Grit Blogs > Panthers Hollow

Flighty And Clingy Chickens

Jennifer Quinnchickens emerging

Recently someone extolling the virtues of a breed of chicken described them as being neither flighty nor clingy. Well, having raised Icelandic and Buckeye chickens I know all about flighty and clingy. The Icelandics are flighty, sometimes choosing to roost in a tree or on the roof on their first night out, which usually proves fatal. And catching one is nearly impossible. The Buckeyes, on the other hand, are definitely clingy — following me around like cats and getting underfoot all the time when I’m working in the garden.

Though I don’t like losing my flightier Icelandics right off the bat, I do like their flightiness for this reason: I feel it gives them the best chance at evading daytime predators, and since they’re free-ranging in an environment with cats, hawks, snakes, and the occasional daytime visit from a raccoon or coyote, this is of the utmost importance.
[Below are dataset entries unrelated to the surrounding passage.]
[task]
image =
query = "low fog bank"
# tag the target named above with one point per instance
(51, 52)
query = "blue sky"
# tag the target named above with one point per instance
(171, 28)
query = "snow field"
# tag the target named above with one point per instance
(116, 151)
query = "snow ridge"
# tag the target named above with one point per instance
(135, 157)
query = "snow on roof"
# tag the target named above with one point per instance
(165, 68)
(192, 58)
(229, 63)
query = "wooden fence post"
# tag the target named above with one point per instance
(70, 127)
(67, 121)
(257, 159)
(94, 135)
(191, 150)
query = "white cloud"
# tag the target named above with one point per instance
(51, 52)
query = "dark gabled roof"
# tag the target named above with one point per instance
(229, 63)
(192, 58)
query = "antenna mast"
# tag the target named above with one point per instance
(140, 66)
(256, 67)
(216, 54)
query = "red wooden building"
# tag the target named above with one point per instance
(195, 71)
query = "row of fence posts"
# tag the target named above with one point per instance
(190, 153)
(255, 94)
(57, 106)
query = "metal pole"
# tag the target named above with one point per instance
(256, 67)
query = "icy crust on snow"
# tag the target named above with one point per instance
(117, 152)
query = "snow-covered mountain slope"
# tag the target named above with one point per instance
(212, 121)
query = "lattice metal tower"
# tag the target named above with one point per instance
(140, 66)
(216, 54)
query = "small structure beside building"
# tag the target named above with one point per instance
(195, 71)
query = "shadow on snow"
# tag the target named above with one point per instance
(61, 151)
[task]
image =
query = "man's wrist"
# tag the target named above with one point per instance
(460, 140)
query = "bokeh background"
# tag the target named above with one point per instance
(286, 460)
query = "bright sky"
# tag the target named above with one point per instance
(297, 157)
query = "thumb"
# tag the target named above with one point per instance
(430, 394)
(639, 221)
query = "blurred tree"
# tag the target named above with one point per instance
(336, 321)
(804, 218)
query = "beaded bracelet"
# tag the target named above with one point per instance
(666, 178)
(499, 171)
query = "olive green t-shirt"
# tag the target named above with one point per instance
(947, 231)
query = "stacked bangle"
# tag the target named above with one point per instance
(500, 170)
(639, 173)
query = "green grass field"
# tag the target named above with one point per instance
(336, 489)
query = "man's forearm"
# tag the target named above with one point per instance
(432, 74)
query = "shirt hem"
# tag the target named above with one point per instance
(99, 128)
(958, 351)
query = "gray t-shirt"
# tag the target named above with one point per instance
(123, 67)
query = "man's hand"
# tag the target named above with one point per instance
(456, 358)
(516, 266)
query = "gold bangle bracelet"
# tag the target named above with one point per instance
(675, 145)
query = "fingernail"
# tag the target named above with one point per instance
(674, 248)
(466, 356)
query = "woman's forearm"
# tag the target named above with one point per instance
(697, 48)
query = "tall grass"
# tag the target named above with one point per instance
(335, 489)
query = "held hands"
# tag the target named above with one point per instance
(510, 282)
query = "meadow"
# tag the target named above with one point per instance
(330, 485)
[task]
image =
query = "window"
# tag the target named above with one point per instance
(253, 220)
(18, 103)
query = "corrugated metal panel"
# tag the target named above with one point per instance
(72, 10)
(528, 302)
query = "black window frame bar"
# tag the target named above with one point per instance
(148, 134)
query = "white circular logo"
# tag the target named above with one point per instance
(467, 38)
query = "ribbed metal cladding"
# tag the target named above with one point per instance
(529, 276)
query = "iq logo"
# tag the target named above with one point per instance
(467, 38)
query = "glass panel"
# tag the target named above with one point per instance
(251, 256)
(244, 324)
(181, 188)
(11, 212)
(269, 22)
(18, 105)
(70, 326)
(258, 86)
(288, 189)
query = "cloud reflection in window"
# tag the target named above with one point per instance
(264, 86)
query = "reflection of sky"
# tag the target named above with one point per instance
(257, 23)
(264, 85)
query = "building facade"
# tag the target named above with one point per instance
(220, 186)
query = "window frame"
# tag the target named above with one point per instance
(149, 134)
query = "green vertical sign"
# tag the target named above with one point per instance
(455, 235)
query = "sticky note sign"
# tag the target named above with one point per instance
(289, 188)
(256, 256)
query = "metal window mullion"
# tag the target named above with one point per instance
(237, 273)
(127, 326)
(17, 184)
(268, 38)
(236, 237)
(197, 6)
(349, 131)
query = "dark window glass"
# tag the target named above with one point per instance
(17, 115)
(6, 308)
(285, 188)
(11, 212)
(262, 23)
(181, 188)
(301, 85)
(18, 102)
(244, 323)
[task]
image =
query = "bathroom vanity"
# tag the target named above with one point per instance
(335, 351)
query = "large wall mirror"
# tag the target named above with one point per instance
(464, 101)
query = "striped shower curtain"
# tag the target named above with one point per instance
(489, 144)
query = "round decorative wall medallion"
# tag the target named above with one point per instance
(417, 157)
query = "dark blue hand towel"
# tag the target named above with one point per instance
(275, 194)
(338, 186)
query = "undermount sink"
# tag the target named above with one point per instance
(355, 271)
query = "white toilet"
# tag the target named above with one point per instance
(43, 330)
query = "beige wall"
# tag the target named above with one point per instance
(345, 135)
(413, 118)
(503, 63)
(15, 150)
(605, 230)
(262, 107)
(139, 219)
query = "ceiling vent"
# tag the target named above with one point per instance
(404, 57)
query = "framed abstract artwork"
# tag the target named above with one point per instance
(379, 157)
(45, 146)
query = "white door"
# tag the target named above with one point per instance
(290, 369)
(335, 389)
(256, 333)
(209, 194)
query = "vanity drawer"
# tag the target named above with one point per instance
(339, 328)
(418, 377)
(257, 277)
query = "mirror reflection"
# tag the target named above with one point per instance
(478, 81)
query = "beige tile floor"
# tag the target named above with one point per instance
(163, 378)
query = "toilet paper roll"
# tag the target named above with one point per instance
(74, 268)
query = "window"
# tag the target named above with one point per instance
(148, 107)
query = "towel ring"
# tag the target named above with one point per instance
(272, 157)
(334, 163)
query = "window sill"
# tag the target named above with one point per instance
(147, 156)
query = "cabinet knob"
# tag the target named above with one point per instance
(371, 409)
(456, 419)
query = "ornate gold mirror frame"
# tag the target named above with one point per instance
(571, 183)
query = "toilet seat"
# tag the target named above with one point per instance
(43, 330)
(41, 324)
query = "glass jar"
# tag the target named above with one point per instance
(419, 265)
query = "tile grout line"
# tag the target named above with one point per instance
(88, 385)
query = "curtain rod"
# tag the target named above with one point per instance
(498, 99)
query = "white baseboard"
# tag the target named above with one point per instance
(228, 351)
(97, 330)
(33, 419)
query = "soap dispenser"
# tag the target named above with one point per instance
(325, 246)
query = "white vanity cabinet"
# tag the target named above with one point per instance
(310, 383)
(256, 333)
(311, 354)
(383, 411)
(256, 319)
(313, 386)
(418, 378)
As for the Buckeyes, I’ve pretty much decided to phase them out since they make it so difficult to work sometimes. They have no fear of a hoe or shovel that could take their foot off with one blow, so I’ve had to learn to work carefully around them. The same goes for mowing with a scythe or sickle. Having my garden fence electrified will at least keep them from interfering with my garden work, I think. But I still have to deal with them running after me or coming up on the porch looking for treats all the time. I can see them being a good dual-purpose homestead breed, with their large size, active foraging and moderately good egg-laying. But having them does require some strategy for keeping them out of the way!